If you are struggling with Adderall abuse and addiction, it’s important to seek help the moment you notice the signs. If you have experienced any symptoms of addiction, contact a medical professional immediately.


FAQs

What is Adderall?

Adderall is a prescription drug made from the combination of amphetamine and dextroamphetamine. It is used to treat and manage symptoms of ADHD and narcolepsy, but is abused by people trying to boost performance in school and work, because of how it affects the brain.

How is Adderall used?

Under prescription, Adderall tablets are ingested orally. However, recreational users (seeking to induce a near-instant effect) crush the tablets and subsequently snort the drug.

Is Adderall addictive?

Yes. Adderall is addictive for people who don’t use it under prescription and those that use the drug beyond what is prescribed.

Who abuses Adderall?

People seeking to boost performance (like students, athletes and professionals) tend to abuse Adderall. People with eating disorders often use the drug’s appetite-inhibitory properties to control their binges.

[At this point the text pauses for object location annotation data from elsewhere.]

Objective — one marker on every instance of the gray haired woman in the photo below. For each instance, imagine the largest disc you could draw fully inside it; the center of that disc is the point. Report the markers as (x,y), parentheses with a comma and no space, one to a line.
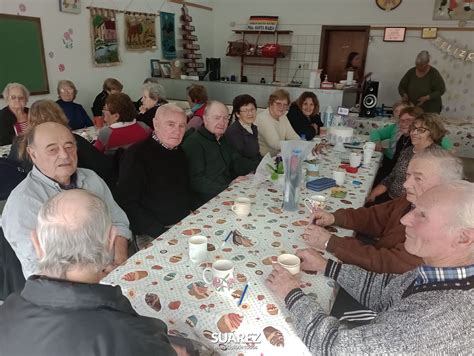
(422,85)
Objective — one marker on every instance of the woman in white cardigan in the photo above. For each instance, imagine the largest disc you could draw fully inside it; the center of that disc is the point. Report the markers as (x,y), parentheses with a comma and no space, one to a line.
(273,125)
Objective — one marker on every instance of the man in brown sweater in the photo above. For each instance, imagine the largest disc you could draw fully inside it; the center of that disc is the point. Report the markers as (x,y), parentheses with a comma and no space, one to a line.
(387,253)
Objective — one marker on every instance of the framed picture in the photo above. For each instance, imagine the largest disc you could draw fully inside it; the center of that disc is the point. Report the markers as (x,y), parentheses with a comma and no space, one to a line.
(165,68)
(155,68)
(70,6)
(429,32)
(394,34)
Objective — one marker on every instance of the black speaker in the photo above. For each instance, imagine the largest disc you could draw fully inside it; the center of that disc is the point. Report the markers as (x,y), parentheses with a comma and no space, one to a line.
(368,101)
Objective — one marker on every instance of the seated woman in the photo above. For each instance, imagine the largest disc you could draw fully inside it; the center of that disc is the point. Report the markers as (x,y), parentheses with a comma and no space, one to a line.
(88,157)
(122,129)
(242,133)
(426,133)
(153,96)
(304,115)
(197,98)
(110,86)
(14,116)
(75,113)
(273,125)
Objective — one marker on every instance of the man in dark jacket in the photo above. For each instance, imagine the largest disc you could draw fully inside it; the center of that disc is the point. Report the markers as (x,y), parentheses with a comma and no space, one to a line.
(213,162)
(64,310)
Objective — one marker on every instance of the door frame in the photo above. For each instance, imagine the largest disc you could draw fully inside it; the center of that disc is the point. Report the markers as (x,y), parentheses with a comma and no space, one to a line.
(324,45)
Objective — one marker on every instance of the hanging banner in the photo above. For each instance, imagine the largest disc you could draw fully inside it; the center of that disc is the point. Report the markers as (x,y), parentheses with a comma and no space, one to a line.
(140,31)
(168,40)
(104,37)
(453,49)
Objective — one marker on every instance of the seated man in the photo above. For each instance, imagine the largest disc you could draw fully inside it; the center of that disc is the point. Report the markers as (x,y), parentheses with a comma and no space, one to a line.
(153,185)
(382,222)
(213,162)
(428,309)
(64,310)
(53,151)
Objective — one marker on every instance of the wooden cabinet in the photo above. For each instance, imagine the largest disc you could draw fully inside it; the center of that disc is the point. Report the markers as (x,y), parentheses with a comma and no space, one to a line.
(252,42)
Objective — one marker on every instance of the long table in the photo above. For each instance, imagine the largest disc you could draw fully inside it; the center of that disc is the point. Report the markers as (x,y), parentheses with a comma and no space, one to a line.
(160,281)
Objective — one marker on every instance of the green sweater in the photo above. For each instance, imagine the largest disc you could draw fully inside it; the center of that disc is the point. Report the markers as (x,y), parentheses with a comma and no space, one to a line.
(431,84)
(213,164)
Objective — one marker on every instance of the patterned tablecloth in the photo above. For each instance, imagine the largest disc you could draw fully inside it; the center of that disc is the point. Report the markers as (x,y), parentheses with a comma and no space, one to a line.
(160,281)
(461,133)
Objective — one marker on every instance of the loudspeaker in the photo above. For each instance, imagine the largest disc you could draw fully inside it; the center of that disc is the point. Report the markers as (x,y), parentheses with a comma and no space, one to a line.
(368,101)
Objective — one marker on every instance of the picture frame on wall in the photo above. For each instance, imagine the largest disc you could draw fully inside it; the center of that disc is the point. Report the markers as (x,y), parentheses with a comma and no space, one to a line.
(394,34)
(155,68)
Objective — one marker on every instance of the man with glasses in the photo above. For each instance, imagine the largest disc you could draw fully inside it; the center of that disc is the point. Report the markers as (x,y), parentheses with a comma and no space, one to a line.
(213,162)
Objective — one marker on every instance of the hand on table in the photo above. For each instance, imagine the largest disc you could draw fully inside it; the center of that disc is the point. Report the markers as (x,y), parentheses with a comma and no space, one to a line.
(281,282)
(316,236)
(311,260)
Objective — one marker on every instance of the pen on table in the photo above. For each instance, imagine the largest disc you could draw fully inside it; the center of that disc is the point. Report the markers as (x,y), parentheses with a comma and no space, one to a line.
(243,294)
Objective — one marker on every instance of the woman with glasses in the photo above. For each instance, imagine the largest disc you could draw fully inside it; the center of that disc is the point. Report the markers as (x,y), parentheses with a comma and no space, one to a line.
(273,125)
(242,133)
(75,113)
(426,133)
(14,116)
(304,115)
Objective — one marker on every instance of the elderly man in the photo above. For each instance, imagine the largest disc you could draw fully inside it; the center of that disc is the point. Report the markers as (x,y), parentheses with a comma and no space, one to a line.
(426,309)
(52,149)
(64,310)
(213,162)
(386,254)
(153,185)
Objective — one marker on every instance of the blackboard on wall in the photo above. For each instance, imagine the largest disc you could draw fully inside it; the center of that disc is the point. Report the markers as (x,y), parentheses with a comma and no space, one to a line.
(22,59)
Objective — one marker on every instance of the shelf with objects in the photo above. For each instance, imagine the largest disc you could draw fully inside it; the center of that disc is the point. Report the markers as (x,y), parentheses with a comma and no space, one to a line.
(245,49)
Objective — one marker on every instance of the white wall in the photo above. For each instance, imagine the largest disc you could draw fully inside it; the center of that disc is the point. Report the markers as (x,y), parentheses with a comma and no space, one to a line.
(388,61)
(135,66)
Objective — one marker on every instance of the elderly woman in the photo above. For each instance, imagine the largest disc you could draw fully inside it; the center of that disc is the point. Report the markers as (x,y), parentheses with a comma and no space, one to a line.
(242,134)
(423,85)
(153,96)
(110,86)
(273,125)
(304,115)
(75,113)
(14,116)
(122,129)
(197,99)
(426,133)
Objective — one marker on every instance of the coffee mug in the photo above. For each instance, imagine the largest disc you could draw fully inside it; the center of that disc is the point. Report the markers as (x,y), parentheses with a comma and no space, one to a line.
(290,262)
(339,176)
(197,248)
(315,202)
(222,276)
(242,206)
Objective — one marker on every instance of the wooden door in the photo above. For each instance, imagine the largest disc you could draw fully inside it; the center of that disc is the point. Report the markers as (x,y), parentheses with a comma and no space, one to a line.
(336,44)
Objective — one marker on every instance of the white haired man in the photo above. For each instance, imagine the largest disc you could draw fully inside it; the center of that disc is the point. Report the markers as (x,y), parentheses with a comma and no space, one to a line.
(53,150)
(426,309)
(64,310)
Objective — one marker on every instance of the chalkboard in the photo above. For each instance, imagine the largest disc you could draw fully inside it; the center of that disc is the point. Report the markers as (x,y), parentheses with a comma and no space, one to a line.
(22,59)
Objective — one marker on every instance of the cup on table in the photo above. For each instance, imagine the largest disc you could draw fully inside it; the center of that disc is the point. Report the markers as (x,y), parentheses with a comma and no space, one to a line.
(339,176)
(355,159)
(222,272)
(242,206)
(290,262)
(197,248)
(315,202)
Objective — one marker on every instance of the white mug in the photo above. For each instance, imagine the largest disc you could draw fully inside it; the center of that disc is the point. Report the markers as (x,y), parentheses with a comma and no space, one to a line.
(315,202)
(339,176)
(222,276)
(197,248)
(242,206)
(290,262)
(355,159)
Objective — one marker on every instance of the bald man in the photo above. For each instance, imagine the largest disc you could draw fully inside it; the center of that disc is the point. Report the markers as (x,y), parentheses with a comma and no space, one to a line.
(52,149)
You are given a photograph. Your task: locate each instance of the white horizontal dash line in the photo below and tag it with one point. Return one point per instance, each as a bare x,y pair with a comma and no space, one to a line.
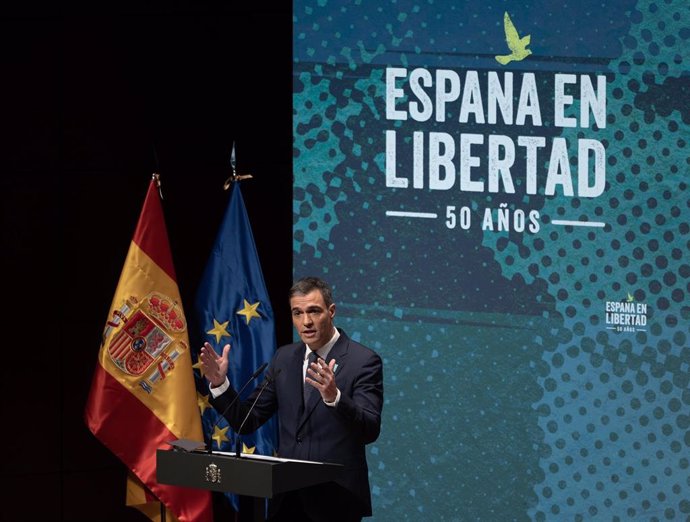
597,224
400,213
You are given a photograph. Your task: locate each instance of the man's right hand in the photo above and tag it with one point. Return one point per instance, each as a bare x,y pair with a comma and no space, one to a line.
214,366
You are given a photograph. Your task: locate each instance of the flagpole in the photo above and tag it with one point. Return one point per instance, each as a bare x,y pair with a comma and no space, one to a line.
234,177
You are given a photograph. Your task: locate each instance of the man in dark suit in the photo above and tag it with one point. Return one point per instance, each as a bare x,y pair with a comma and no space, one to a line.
328,410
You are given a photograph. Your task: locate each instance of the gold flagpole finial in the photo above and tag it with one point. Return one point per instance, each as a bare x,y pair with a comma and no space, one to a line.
157,179
234,177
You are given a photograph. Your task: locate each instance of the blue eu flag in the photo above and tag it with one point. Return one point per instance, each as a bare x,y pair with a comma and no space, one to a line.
232,306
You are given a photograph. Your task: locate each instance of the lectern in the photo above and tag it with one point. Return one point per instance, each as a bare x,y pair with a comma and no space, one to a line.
250,475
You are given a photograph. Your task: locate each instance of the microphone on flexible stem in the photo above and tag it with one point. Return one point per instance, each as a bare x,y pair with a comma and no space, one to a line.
254,375
249,412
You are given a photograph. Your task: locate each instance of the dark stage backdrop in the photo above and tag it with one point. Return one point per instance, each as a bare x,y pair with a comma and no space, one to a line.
90,93
510,231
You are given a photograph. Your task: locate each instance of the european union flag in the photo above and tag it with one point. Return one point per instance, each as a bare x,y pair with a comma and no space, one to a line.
232,306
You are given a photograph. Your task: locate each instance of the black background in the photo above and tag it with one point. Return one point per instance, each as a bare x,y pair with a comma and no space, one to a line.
95,99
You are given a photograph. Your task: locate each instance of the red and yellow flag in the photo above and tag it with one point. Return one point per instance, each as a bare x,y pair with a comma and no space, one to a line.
143,393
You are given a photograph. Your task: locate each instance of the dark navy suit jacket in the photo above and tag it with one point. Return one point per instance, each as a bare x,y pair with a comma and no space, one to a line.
317,432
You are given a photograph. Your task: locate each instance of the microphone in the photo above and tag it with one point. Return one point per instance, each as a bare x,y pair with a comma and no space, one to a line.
254,375
268,380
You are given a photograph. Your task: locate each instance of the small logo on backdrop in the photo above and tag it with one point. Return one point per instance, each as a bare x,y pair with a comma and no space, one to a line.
213,474
626,315
145,338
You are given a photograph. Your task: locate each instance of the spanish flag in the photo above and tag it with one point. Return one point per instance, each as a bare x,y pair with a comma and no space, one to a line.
143,394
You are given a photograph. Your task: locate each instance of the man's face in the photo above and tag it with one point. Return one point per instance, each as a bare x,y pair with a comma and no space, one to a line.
312,319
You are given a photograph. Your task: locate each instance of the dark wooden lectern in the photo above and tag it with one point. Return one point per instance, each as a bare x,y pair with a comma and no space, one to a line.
250,475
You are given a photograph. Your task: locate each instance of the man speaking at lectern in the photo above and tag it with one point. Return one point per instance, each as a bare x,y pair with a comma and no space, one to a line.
328,393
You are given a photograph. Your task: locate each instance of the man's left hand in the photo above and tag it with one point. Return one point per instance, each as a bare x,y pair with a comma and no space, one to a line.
321,377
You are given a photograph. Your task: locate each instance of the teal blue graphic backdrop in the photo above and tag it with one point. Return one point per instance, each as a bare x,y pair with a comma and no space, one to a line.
505,220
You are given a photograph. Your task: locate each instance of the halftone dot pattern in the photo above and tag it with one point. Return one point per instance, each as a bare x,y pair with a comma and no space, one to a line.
618,428
564,419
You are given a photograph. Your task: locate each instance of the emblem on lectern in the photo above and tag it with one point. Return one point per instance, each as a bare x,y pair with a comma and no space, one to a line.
213,474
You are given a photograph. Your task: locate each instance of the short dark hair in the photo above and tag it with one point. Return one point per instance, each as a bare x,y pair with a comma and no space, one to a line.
308,284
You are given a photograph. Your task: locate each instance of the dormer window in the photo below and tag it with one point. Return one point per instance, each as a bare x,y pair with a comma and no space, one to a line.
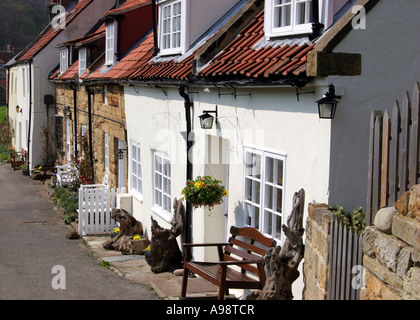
82,60
171,23
288,17
111,37
64,60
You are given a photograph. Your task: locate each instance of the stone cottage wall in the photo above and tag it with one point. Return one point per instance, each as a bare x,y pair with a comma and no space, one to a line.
315,267
391,251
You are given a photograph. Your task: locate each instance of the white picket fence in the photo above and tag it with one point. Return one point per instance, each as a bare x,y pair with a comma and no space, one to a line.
95,205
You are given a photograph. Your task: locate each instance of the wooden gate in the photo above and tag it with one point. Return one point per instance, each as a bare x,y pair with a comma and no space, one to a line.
95,205
393,153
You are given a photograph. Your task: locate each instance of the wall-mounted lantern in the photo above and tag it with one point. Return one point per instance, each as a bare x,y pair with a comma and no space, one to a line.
206,120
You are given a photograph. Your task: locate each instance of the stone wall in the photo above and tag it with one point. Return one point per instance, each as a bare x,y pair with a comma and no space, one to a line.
391,251
315,266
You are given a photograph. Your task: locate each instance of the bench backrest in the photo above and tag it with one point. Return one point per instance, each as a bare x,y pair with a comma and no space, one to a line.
251,244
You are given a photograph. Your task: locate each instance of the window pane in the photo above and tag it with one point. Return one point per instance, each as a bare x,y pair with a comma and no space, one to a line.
268,197
269,169
303,11
279,165
268,222
278,226
256,169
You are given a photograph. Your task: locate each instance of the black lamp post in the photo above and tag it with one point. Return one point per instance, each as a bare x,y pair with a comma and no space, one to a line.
206,120
327,106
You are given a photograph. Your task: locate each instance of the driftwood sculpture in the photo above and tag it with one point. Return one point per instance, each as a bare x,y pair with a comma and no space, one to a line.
164,249
129,227
281,263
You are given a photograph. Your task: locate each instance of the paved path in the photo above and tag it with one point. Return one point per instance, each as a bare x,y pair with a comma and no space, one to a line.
33,241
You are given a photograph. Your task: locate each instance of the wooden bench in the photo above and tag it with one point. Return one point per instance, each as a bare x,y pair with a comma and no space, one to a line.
17,159
243,252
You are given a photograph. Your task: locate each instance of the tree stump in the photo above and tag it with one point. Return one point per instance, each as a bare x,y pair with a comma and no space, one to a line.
281,263
164,249
129,227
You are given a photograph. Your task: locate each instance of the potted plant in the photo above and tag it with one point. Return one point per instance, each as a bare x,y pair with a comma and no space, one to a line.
204,191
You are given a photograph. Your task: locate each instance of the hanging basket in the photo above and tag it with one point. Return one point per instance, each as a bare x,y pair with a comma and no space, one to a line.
204,192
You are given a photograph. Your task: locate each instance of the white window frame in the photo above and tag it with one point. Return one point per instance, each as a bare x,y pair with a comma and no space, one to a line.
162,186
166,23
110,43
64,60
270,19
136,171
260,207
106,152
82,60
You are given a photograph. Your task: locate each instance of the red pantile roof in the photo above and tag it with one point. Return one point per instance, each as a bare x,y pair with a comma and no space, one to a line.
250,56
50,33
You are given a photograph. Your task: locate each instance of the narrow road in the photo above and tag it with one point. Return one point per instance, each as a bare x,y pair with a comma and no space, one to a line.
36,256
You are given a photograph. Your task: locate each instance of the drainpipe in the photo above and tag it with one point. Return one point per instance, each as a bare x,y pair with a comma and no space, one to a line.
188,213
89,92
155,39
30,116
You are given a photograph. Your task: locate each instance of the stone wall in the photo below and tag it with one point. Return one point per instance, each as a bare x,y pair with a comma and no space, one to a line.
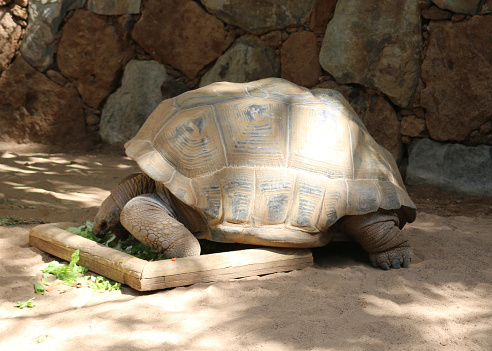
78,70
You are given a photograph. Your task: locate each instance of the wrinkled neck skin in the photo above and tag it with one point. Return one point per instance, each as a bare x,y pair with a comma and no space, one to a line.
108,216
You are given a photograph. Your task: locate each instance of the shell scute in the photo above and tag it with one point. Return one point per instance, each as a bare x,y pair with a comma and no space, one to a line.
267,155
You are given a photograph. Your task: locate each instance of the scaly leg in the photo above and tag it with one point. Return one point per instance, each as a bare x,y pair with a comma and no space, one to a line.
150,221
379,235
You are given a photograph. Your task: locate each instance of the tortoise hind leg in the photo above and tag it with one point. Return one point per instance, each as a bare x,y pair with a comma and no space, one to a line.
379,235
151,222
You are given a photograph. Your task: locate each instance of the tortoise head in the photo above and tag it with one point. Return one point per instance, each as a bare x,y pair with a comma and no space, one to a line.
107,218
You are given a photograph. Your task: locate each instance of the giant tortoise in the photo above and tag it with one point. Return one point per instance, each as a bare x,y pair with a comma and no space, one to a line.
264,163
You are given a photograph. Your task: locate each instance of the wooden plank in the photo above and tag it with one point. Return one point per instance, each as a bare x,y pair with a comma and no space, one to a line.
226,273
144,275
111,263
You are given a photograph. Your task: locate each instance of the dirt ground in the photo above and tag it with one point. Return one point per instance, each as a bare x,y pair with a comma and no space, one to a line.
442,302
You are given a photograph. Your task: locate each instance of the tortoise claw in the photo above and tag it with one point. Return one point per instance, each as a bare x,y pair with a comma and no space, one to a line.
397,258
406,262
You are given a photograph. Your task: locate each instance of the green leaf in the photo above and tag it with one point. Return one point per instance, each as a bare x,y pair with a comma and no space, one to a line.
28,303
39,288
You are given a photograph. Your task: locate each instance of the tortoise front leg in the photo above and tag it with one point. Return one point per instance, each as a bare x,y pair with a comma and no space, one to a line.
151,221
379,235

Those afflicted with ADHD may also abuse the drug if they go ‘off prescription’ and take large doses for longer periods.

How can i spot Adderall addiction?

Adderall addiction is accompanied by compulsive and obsessive behaviour towards the drug. If you notice yourself looking to acquire Adderall through any means, then you’re likely addicted.

Is Adderall harmful?

Adderall will cause serious health problems if you abuse it for a long time or use the drug without a prescription.

What is Adderall dependence?

Dependence is a state where your brain and body has become so used to the presence and effects of Adderall that it now needs the drug to perform basic functions.

Because your brain cannot match the level of dopamine produced by Adderall, it will rely on the drug for your new, daily requirements.

Where can I find help?

The best way to get help for your addiction is through rehabilitation and medical care. You can seek emotional help from self-help and support groups, as well as family and friends.